Lemon Lavender No Churn Ice Cream
Y’all, this week calls for some easy, no churn ice cream. We got a puppy. She’s a silver lab, and she’s adorable. But….she has so much energy, which means we are now going outside to let her go to the bathroom and taking her on walks. This was fine when it was in the 70s, but it’s June in Alabama.
Last week, it was 93, and it coincided with my day to go with my dad to walk the dog at our local park. It’s a little neighborhood park behind our subdivision. It’s nothing fancy. There’s a walking trail, and that’s about it. There isn’t a lot of tree coverage or water fountains or benches to rest in the shade. You really just walk in the sunlight for half a mile and then you’re done. So, here I am, going to walk this puppy who has no concept of how to walk on a leash, and I’m outside of the vehicle for about a minute and my skin is covered in moisture. I phrase it like this because I want to emphasize that I was not sweating. It was just that damn humid that my body decided to hold on to it.
A day in the nineties paired with enough humidity that your skin is damp within minutes, and you’ll find me hightailing it back inside to enjoy the comfort of air conditioning and a cold drink.
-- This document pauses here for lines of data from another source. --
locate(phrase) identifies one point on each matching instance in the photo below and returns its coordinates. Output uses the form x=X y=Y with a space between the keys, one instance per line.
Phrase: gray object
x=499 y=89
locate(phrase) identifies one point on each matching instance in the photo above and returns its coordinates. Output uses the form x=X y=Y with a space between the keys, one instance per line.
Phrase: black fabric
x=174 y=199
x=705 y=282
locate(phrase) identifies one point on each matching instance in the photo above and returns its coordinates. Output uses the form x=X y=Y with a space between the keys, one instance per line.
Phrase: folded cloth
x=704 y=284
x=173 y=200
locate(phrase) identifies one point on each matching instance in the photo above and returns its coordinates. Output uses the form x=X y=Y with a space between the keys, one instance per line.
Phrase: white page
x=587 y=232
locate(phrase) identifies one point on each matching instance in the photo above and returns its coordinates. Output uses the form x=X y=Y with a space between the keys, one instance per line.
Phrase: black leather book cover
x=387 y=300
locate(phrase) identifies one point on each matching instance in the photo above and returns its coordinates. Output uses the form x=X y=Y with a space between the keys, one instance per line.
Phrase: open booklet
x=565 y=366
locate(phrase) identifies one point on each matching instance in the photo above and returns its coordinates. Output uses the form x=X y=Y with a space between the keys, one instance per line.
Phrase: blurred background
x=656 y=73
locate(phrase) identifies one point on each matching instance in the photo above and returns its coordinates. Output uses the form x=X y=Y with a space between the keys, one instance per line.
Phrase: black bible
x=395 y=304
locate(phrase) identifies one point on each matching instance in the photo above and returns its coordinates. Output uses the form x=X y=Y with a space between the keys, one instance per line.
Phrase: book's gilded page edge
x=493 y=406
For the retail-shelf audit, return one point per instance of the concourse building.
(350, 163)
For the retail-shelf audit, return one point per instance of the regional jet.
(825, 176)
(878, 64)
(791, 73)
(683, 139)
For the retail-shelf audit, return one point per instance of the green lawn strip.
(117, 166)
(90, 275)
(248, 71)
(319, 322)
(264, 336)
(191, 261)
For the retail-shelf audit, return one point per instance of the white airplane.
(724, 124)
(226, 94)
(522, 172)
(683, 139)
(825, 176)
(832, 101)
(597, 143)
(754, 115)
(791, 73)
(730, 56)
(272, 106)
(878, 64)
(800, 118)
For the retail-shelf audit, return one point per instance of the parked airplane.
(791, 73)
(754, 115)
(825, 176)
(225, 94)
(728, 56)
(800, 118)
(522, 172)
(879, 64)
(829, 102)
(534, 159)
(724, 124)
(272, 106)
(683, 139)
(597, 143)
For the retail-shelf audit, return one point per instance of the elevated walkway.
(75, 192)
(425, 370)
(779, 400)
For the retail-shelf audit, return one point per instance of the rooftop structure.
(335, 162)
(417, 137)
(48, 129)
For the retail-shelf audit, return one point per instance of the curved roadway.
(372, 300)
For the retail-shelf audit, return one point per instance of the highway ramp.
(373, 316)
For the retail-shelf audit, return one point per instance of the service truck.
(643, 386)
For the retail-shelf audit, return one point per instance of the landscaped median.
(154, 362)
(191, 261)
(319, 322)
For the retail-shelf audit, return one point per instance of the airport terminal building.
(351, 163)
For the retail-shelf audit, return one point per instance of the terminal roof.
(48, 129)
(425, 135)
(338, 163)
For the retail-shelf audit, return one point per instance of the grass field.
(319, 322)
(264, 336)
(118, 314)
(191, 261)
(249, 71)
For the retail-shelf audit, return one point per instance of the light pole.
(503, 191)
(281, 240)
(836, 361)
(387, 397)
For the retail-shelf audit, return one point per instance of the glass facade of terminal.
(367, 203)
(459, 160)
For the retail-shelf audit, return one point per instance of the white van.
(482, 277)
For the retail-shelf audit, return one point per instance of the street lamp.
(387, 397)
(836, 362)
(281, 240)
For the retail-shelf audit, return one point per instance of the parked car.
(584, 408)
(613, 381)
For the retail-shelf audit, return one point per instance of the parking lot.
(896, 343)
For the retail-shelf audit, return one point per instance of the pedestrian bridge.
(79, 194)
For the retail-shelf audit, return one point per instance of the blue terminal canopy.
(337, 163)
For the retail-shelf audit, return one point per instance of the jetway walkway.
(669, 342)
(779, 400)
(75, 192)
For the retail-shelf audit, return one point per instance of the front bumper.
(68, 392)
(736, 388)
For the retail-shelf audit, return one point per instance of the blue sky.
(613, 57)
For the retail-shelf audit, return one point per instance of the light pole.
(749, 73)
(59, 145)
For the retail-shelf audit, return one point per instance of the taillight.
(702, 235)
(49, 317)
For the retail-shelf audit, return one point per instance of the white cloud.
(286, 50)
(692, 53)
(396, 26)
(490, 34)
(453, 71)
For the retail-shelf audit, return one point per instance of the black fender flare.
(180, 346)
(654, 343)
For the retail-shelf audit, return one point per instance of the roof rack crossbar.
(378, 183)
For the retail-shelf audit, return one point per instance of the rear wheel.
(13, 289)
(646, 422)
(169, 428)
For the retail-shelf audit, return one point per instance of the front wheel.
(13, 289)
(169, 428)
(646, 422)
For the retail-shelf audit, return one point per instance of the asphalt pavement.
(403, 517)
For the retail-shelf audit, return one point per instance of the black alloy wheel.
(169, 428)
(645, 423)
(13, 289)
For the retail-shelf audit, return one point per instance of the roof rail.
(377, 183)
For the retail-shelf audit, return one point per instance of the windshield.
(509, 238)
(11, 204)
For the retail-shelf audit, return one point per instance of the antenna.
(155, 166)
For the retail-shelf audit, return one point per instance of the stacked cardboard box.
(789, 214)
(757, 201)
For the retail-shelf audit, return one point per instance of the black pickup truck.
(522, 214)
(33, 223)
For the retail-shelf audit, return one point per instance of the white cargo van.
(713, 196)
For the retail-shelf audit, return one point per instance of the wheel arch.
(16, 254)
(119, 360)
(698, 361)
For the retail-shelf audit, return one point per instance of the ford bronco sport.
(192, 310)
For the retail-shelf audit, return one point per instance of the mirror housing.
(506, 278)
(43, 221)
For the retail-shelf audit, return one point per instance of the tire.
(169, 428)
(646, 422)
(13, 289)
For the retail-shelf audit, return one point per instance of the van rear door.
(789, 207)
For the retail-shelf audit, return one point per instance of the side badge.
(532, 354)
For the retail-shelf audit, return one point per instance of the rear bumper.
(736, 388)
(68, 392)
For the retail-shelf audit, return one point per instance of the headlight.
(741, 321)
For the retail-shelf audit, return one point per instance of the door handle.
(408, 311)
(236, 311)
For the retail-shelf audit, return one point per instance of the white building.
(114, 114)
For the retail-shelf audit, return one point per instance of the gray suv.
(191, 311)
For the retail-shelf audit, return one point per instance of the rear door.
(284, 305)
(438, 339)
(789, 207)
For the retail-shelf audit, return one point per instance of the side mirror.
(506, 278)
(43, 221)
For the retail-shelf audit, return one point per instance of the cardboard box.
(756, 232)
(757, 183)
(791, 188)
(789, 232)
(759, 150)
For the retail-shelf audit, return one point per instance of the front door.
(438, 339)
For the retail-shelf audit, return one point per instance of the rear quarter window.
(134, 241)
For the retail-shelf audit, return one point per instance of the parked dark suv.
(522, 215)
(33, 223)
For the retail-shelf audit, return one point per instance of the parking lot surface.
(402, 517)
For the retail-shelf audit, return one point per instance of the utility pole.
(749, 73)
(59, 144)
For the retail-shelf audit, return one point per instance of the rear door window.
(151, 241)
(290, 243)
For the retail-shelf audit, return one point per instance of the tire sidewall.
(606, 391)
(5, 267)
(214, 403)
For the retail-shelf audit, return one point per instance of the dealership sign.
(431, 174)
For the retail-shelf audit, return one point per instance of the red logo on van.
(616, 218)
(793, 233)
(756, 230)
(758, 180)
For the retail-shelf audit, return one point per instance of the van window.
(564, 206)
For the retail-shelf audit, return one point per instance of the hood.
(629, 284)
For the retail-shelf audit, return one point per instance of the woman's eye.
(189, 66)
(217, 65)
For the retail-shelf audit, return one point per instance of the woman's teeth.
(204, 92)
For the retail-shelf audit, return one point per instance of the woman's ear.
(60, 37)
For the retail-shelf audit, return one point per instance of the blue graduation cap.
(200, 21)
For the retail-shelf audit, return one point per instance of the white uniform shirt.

Sometimes, though, that is not enough. I want ice cream.
But when it’s that hot, I don’t want a super rich and heavy ice cream. That’s a fast track to getting yourself an upset stomach.
Normally, I’m not a huge fan of fruit ice cream. When I have the choice, I usually go for a chocolate or a caramel, but this is my exception. It’s light and refreshing while still being sweet and creamy.
“It is a truth universally acknowledged that a single woman enduring an Alabama summer, must be in want of ice cream.”
— If Jane Austen was Southern
The Secret to Stand-Mixer No Churn Ice Cream
You have to whip in the air slowly. Don’t be impatient and crank the speed up to high to get your heavy cream whipped faster. Doing so will create a more delicate whip cream that will collapse when you start folding in the lemon zest and dried lavender. By allowing the air to slowly incorporate into the milk, you’ll build a stronger structure.
Also, make sure you reach soft peaks before adding in your sweetened condensed milk! You can add it right away, but I find the process is significantly faster when you beat your heavy cream first and then add in the sweetened condensed milk.
The Trick to Combining Lemon and Lavender
Because this is a no churn ice cream, you have to be careful how much water/juice you put into the mixture. If you add too much, your creamy mixture will soon become more of a sherbet than ice cream.
Meaning, don’t just juice a bunch of lemons and think you can skip the step about soaking the lemon peel in the sweetened condensed milk.
Soaking the peel for 30 minutes (or even overnight!) allows the oil from the rind to infuse with the sweetened condensed milk. You should be able to take a sample of the sweetened condensed milk and taste the hint of lemon!
It’s important to build that lemon flavor profile so your final ice cream is well-balanced. Too little lemon will result in the lavender overpowering your ice cream, and it will end up tasting more like soap than a refreshing summer treat!
Further, if you use fresh vs dried lavender, you will end up with a different ending taste. I used dried lavender that I got off of Amazon. I bought this kind.
Hope you enjoy this ice cream as much as I do!
The beauty of this recipe is that with the base, you can make a large variety of options. Check out another version I made here with cherries and chocolate chips!
Stay cool out there in these warm summer months!
Love and butter—Kristi
- Prep time: 15 minutes
- Total time: 8 hours 45 minutes
- Serves: 1 Loaf Pan of Ice Cream
The bright notes of lemon combined with the sweet floral note of lavender make a beautiful, light ice cream that is perfect for a hot summer's day.
- 14 oz Sweetened Condensed Milk
- 1 pint Heavy Cream
- 3 medium Lemons
- 2 tbsp Dried Lavender
In a bowl, pour your sweetened condensed milk.
Take one lemon and peel the rind off. Place the peel in your sweetened condensed milk.
Let sit for at least thirty minutes (or as long as overnight). Stir occasionally to make sure all lemon peels are submerged.
In the bowl of a stand mixer, pour heavy cram. Using the whisk attachment, begin beating on medium speed.
While the cream beats, remove the peels from the sweetened condensed milk.
When soft peaks form in the heavy cream, slowly pour in the sweetened condensed milk.
Continue to beat until stiff peaks form. Remove from mixer. Using a spatula, fold in the zest of 2 lemons and your lavender.
Pour into a metal loaf pan, cover with cellophane and place in freezer. Freeze for a minimum of 8 hours before serving.
Texture is best if you let sit on the counter for a minute or two before eating. Enjoy!